守「彩さんは・・・お嬢さんだし
どこにだしても恥ずかしくない女性で
多才に溢れていてルールを守らない
自分みたいな者に相応しくないと
感づいていました」
彩「そんなことないです」
由紀「まーまー彩ちゃん。黙っておこう。
今は守のターン。潰しちゃダメよ」
守「彩さんが結婚したいと言ってくれて
その気持ちは嬉しく僕も彩さんとなら
結婚しても大丈夫な気はしています。
ただ・・・それは互いの目標を潰すことに
なってしまうのかとも感じました・・・」
沢田家の両親の表情が変わる。
彩ちゃんは何も気づいていない様子だった
彩父「互いの目標ってのはなんだ?」
守「成りたい職業とかです。進むべき道」
彩父「彩。目標はあるのか?」
彩「ありません。お父様が敷いたレールを
エスカレートで大学まで卒業するだけです」
由紀「成りたい職業とかないの?」
彩「特にはありません。公務員になりたい
と思っているぐらいです」
彩父「君は何に成りたいんや?」
守「・・・まだ誰にも言いたくありません。
実は・・・まだ悩んでいます・・・」
彩父「彩。聞いているのか?」
彩「いえ。そういえばそういうお話を
することはありませんでしたので。お父さま
お母さまは存じてられますか?」
2人は顔を横に振るだけだった。
彩父「その目標は叶いそうなのか?」
守「いえ・・・かなり遠いです」
彩父「昔からの目標か?」
守「いえ・・・つい最近です」
彩父「いつ頃?」
守「去年の・・・4月頃から」
清人「去年・・・4月?お前・・・
もしかして・・・」
由紀「あっ・・・。うわ。最悪や」
2人は顔を見合わせていた。
ある程度の想像がついてしまった。
彩父「去年か・・・また突然やな。
悩んでいると言ってたがもう年末で
大学受験あるやろ。その道に進む
大学を選んでるんか?」
守「候補は・・・見つけてます」
彩父「そうか。まぁ頑張ってくれ。
目標言ってほしかったけどな。彩と
結婚したいのに言えないってのは
おかしいしな」
由紀「待て。今の発言どっちや?
守が自分の目標言ったら結婚許すんか?」
彩父「許しはしない。ただ目標も言えないのに
結婚したいなんて言われてそれ以前の問題や」
由紀「許す気ないんやったらそれでええ。
許す気が無いのに言わせようとするな。
こいつの目標・・・多分わかった。
あれはハードル高すぎる。
その道行こうとしなくてええねん。
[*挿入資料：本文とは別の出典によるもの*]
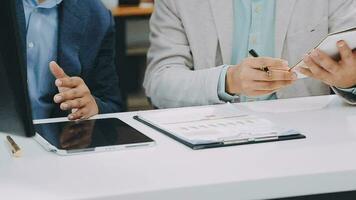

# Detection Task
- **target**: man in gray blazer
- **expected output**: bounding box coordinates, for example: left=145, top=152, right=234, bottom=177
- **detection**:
left=144, top=0, right=356, bottom=108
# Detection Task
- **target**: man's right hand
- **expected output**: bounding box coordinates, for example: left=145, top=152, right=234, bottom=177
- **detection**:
left=225, top=57, right=297, bottom=97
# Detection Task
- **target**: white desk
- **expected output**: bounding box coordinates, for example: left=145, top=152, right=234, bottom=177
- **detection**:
left=0, top=96, right=356, bottom=200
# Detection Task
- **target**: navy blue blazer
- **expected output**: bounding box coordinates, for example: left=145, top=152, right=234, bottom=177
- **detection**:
left=17, top=0, right=123, bottom=117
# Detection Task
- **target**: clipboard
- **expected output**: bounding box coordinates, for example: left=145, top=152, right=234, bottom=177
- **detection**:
left=133, top=115, right=306, bottom=150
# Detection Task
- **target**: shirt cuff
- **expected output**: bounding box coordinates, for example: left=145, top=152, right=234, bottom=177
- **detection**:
left=218, top=65, right=239, bottom=102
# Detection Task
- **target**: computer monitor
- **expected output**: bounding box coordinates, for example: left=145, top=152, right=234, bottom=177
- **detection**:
left=0, top=0, right=35, bottom=137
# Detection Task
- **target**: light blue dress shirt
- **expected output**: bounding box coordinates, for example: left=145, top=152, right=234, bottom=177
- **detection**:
left=23, top=0, right=62, bottom=119
left=218, top=0, right=277, bottom=102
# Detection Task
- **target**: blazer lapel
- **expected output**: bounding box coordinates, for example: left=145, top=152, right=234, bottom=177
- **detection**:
left=275, top=0, right=296, bottom=57
left=57, top=0, right=89, bottom=76
left=209, top=0, right=234, bottom=64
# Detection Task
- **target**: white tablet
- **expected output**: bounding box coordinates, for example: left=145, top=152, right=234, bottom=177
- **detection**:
left=35, top=118, right=154, bottom=155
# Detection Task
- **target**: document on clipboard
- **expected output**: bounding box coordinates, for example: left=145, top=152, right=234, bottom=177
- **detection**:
left=134, top=104, right=305, bottom=150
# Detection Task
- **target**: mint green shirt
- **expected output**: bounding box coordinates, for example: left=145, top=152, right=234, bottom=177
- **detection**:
left=218, top=0, right=277, bottom=102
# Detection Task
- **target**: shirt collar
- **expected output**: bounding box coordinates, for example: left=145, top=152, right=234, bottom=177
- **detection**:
left=23, top=0, right=63, bottom=8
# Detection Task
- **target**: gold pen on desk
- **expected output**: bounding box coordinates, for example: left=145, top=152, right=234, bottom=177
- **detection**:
left=6, top=136, right=21, bottom=158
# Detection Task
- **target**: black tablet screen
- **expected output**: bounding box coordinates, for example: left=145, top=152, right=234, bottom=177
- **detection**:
left=35, top=118, right=153, bottom=150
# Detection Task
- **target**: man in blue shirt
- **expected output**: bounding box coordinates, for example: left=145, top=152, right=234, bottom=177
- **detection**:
left=18, top=0, right=121, bottom=120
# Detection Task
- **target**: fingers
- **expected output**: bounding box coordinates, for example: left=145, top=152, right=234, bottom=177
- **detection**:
left=254, top=81, right=293, bottom=91
left=337, top=40, right=354, bottom=65
left=60, top=98, right=90, bottom=110
left=248, top=90, right=275, bottom=97
left=245, top=57, right=289, bottom=70
left=297, top=67, right=314, bottom=78
left=53, top=87, right=90, bottom=103
left=49, top=61, right=68, bottom=79
left=309, top=49, right=340, bottom=73
left=252, top=69, right=298, bottom=82
left=68, top=107, right=91, bottom=120
left=55, top=77, right=84, bottom=88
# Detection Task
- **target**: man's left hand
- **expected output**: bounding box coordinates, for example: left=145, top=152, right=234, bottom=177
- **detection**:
left=49, top=62, right=99, bottom=120
left=297, top=41, right=356, bottom=89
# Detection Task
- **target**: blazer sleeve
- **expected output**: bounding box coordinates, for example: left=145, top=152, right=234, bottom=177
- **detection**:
left=144, top=0, right=222, bottom=108
left=89, top=11, right=123, bottom=114
left=329, top=0, right=356, bottom=105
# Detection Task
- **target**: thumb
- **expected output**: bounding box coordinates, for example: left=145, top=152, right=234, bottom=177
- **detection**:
left=49, top=61, right=68, bottom=79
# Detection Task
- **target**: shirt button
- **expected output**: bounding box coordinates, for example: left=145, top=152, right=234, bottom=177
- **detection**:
left=251, top=37, right=257, bottom=45
left=28, top=42, right=35, bottom=48
left=255, top=5, right=262, bottom=14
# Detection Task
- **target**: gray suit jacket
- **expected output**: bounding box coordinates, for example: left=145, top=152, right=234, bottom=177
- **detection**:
left=144, top=0, right=356, bottom=108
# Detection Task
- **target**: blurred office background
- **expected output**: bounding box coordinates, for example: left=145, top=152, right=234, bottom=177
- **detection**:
left=102, top=0, right=153, bottom=111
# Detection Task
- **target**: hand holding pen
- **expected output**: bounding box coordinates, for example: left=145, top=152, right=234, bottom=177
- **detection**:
left=226, top=51, right=297, bottom=96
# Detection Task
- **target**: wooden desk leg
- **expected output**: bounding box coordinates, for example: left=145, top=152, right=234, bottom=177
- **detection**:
left=115, top=17, right=128, bottom=111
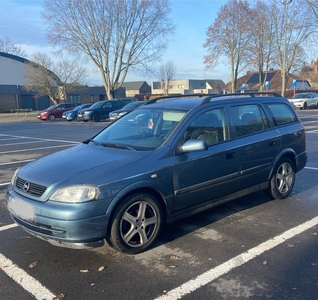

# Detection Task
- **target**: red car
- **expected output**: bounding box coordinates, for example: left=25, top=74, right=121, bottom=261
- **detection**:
left=37, top=103, right=78, bottom=121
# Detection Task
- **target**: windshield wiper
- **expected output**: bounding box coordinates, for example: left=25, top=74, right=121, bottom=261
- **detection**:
left=83, top=139, right=100, bottom=146
left=100, top=143, right=136, bottom=150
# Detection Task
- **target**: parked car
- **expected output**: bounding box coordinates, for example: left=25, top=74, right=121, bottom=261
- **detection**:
left=114, top=97, right=139, bottom=104
left=5, top=93, right=308, bottom=254
left=289, top=92, right=318, bottom=109
left=109, top=101, right=146, bottom=121
left=37, top=103, right=78, bottom=121
left=77, top=100, right=126, bottom=122
left=62, top=103, right=92, bottom=122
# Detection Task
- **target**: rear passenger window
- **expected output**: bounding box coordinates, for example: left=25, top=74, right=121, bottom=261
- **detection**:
left=231, top=104, right=270, bottom=137
left=267, top=103, right=297, bottom=126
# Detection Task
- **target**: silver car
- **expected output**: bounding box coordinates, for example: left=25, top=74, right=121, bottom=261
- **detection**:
left=289, top=92, right=318, bottom=109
マジで。
言ったら・・・笑われるから言わへんねん
18のガキやからって馬鹿にしたんなや」
彩父「そもそもこの結婚話は無いんや。
どう考えても。守君だったか・・・悪いけど
あなた達のことは調査会社に依頼して
調べさせてもらった。」
由紀「さすが金持ち。でも当然やね」
清人「・・・」
彩父「結果に驚いた。ほぼ出てこない。
18でアメリカへ渡ったこととお父さんと
お母さんの親のことぐらいしか出てこなかった。
調査会社にはこれ以上は調査しない方が
いい。金を積まれても降りると忠告された」
由紀「はいはい。そりゃどーも。この話は
最初から無かったってことが互いに理解できた
会ってことでいーかしら?」
彩父「理解が早くて助かる。感謝する。」
由紀「まぁ・・・それを最初から言わなかったのは
さすが金持ちって思った。つーかその調査会社は
どこやの。もっとちゃんと調べさせろよ。なんやの。
これ以上調査しない方がいいって。怪しいやん」
清人「おいおい・・・」
由紀さんが切れてるポイントが違っていた。